Somewhere over the rainbow, way up high. There's a land that I heard of once in a lullaby.
Somewhere over the rainbow, Skies are blue. And the dreams that you dare to dream Really do come true.
Someday, I'll wish upon a star and wake up where the clouds are far behind me.
Where troubles melt like lemon drops away above the chimney top's. That's where you'll find me.
Some where over the rainbow, blue birds fly
If birds fly over the rainbow...........
Why then, Oh Why Can't I???????
I miss you Peggy and I'll continue to call daily and help you get over your Rainbow. Your voice was sad this morning..It was as if you know that you are leaving. I miss you more than You Know or Can Remember. I hope that you find your rainbow and a way to get over it. I only wish that there was more that I could do. I felt totally helpless this morning. I wanted to make You laugh...instead...I could only cry as you said Goodbye. You leave a little more each day and that hurts my heart because you are young and have so much left to do in this world..
I'll always think of you when I see a rainbow because your heart and eyes once shined with all it's beautiful colors.
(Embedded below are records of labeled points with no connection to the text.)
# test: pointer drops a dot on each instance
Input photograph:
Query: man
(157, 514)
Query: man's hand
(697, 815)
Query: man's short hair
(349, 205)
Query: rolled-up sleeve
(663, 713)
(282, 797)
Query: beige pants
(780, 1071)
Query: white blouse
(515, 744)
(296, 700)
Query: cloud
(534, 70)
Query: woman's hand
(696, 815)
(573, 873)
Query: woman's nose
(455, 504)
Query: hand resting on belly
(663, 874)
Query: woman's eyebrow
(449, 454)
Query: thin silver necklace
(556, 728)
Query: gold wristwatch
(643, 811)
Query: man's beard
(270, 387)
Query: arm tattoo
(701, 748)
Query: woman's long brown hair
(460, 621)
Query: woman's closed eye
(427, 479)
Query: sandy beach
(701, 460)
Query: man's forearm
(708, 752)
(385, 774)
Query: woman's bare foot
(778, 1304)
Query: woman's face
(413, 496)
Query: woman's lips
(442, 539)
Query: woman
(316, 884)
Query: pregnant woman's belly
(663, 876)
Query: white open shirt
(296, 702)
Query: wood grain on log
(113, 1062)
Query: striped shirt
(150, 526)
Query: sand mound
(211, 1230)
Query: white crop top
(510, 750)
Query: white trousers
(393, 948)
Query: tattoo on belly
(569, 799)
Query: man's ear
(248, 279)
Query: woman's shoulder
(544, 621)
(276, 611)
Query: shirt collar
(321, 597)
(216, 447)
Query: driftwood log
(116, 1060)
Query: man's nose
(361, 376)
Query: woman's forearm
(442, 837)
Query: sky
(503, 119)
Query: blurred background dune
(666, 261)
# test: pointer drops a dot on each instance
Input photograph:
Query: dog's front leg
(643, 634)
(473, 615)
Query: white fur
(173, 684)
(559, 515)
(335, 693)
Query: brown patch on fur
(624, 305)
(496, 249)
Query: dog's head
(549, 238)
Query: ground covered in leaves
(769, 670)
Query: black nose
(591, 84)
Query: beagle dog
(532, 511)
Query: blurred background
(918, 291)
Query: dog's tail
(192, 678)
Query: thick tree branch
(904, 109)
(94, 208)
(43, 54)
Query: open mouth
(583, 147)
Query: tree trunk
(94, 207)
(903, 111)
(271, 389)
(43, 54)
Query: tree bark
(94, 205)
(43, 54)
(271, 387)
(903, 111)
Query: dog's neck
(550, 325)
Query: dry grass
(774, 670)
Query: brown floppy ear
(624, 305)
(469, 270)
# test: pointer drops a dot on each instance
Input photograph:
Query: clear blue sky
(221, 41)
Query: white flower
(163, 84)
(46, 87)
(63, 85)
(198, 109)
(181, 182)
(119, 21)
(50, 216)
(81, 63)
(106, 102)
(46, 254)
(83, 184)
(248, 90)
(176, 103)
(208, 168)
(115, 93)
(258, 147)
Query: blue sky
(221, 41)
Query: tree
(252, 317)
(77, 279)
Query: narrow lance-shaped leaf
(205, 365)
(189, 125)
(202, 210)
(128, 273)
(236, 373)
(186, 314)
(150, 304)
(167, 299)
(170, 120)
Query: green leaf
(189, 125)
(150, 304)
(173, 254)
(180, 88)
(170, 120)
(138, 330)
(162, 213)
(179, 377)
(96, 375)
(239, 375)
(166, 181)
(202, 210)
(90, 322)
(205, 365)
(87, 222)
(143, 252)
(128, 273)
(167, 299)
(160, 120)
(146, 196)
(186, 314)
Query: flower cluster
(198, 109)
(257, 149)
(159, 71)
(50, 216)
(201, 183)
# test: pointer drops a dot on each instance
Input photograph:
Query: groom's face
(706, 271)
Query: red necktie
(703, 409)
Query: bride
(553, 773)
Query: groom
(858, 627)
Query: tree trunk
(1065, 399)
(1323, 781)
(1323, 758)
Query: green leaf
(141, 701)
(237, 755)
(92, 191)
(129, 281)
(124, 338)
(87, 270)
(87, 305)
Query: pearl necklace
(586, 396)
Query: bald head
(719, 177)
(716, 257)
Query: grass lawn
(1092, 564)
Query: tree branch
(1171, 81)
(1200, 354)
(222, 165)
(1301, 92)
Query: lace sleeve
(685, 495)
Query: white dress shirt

Alzheimer's has taken that away from you but I will remember your shine and I will keep it in my heart.
Mary Louise
4 comments:
ML, I love this. Rainbows are special. When Beth was little I told her whenever she saw a rainbow it was God saying "Beth, I love you". When mother was in the hospital and we were in Hawaii, I looked up at the sky and saw a rainbow. I knew then that mother would not make it so the rainbow was God saying "Barbara, I love you." Together, I knew I would be okay. caragrike
Mary Louise,
My father died of the effects of AD almost 8 years ago; the way you express your love for Peggy brings back what I felt as he slipped away. Your journal is a wonderful tribute to all those who are advocates for their AD-afflicted loved ones. I just stumbled on your site, but it has been a blessing in my day--thank you.
Barb
Pittsburgh, PA
Your journal and your love are so touching. My father is no longer responsive to anything other than food and pain, and your journal helps me remember our good times and the moments of joy we would have when he emerged from his dementia for a few minutes.
The picture of you that is included in this entry is just wonderful. It is going to stick with me--hopefully turn into a poem. I am so grateful for the beautiful metaphors you use to describe your view of the rainbow that is Alzheimer's-- light refracted, remember: light seen through the prism of memory's tears.